I guess it's a little silly to ask, but why are you running a chiller in flight? Just modify the current environmental system to cool it. When your flying along at FL 350, it's pretty cold outside!
 
i imagine he's chilling some drinks, ice cream maybe. modifying the ECS would be Very difficult (IMHO) ... adding a dedicated duct for cold air, eccentially around the ECS (to avoid warming it), humidifing (or de-humidifing) it ... compared to a "plug and play" appliciance.

personally, i don't understand the "business case" ... either you want chilled drinks or you don't, the operator is paying to be able to deliver a service. now it's different if you're comparing two different means of delivering the same function, eg one is "plug and play" and consumes electricity (= fuel) and the other isn't (uses external cold air); or two appliances that consume electricity but one is more expensive and more efficient ... and i think your calcs are showing that running costs are way more significant than initial capital costs.

Quando Omni Flunkus Moritati
 
"because my chiller consume 1000 kg/year which means the plane carries at every moment 500 kg multiplied by 100 USD/kg/year, 50 k$!"

You have misunderstood. You have to convert your 1000 kg/year to kg/trip (period between refueling). If the plane makes 1000 flights/year then it is 1 kg of fuel used per trip and the annual cost of the fuel used is $50. One extra kilogram is what the plane is carrying at the beginning of the trip, not 500 kg.
 
So for an airliner, say like a 737 that's burning 5500 lbs per hour, you think they would worry about another 2.2 lbs per hour? Your chiller wouldn't use enough fuel that they would worry about it.
 
Thank you rb1957

Indeed I am comparing several solution to cool during fly with the best efficiency according to the mass, the cost and the energy consumption.

Thank you Compositepro

You right the result is very different if I suppose one trip of 2000 hours or 1000 trips of 2 hours. I did it now.

dgapilot

I do not care about what an airliner consume, what I do know is if my solution consume less they will pick it, it is just logical.
For your information, 1kg/h = 2kg/flight (2 hours flight) = 200 USD/flight = 200 000 USD/year = 100 millions USD/year assuming that American Airline has 500 aircraft of this kind.
 
it sounds like you're comparing an expensive more efficient unit with a less efficient cheaper one.

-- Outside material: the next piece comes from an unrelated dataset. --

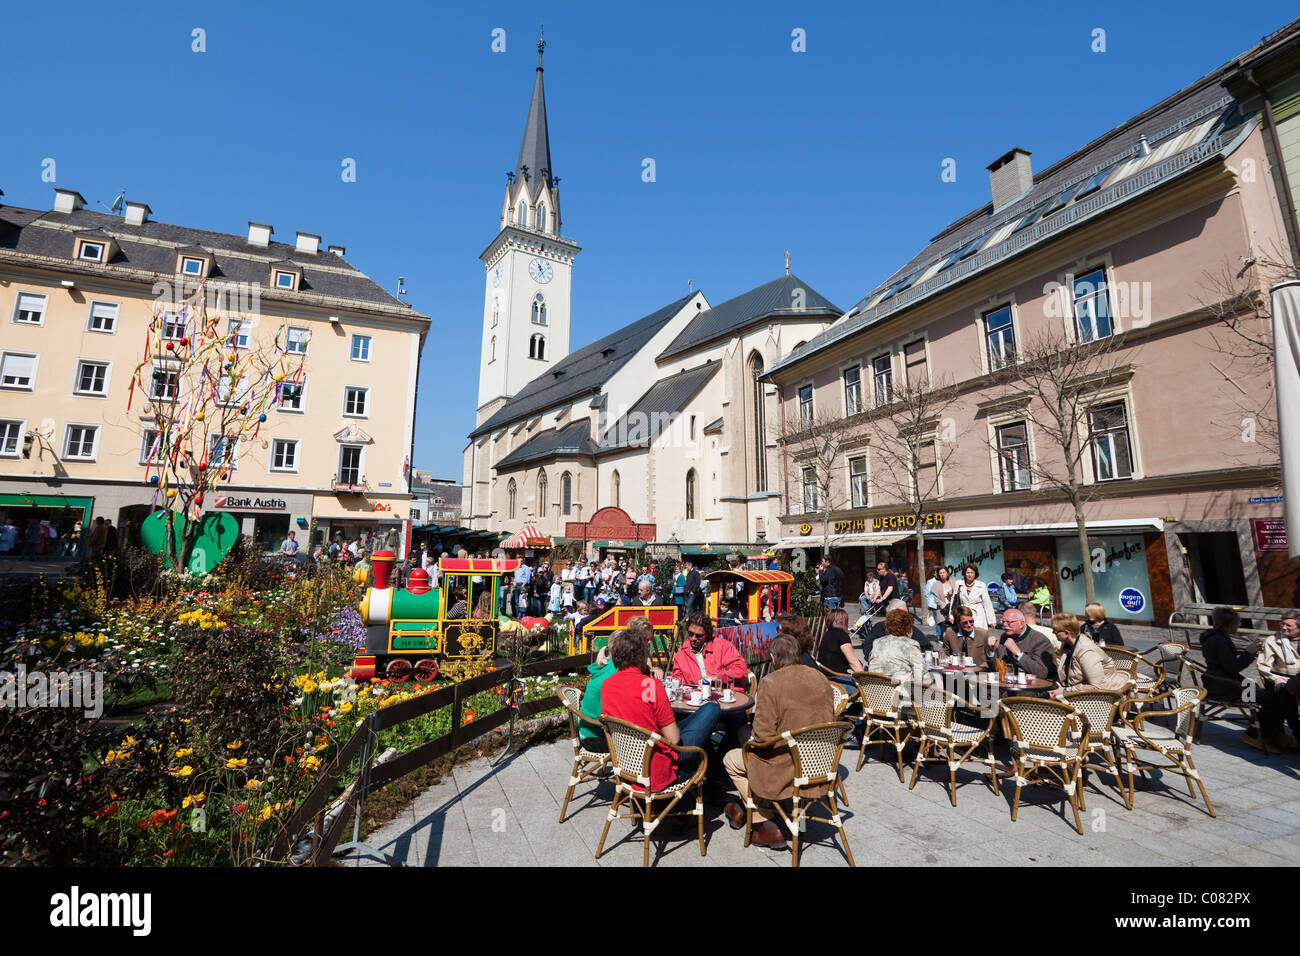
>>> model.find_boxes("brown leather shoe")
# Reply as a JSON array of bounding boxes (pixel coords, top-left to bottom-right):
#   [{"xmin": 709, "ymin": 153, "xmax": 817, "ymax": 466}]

i don't think it's right to cost fuel as payload. i'd cost the chiller's weight as $100/kg/year and add the cost of fuel burnt and of course the cost of investment

Quando Omni Flunkus Moritati
 
"1kg/h = 2kg/flight (2 hours flight) = 200 USD/flight = 200 000 USD/year = 100 millions USD/year assuming that American Airline has 500 aircraft of this kind."

Adgirard, you still have quite got it right. 1 kg/hr for a 2 hr flight is 2 kg at the start of the flight, but only a 1 kg average payload increase for the whole flight. (The 2 kg of fuel at the start is zero at landing). That costs $100/year/aircraft, not per flight.

If you have any sense of reality and money you ought to be able to catch errors that are off by a factor of 2000. Your 100 million dollar cost savings now becomes $50,000.
 
Thank you Compositepro.

You right I corrected it after my message and I founded the same things as you do.
By the way I have actually no sense of reality and money (in this field indeed) I focus more on math and logic, but one of my colleague from sale check me.

Anyway, thank you everybody I think I clarified this for my self and finally come with the right answer. I hope it may help someone else.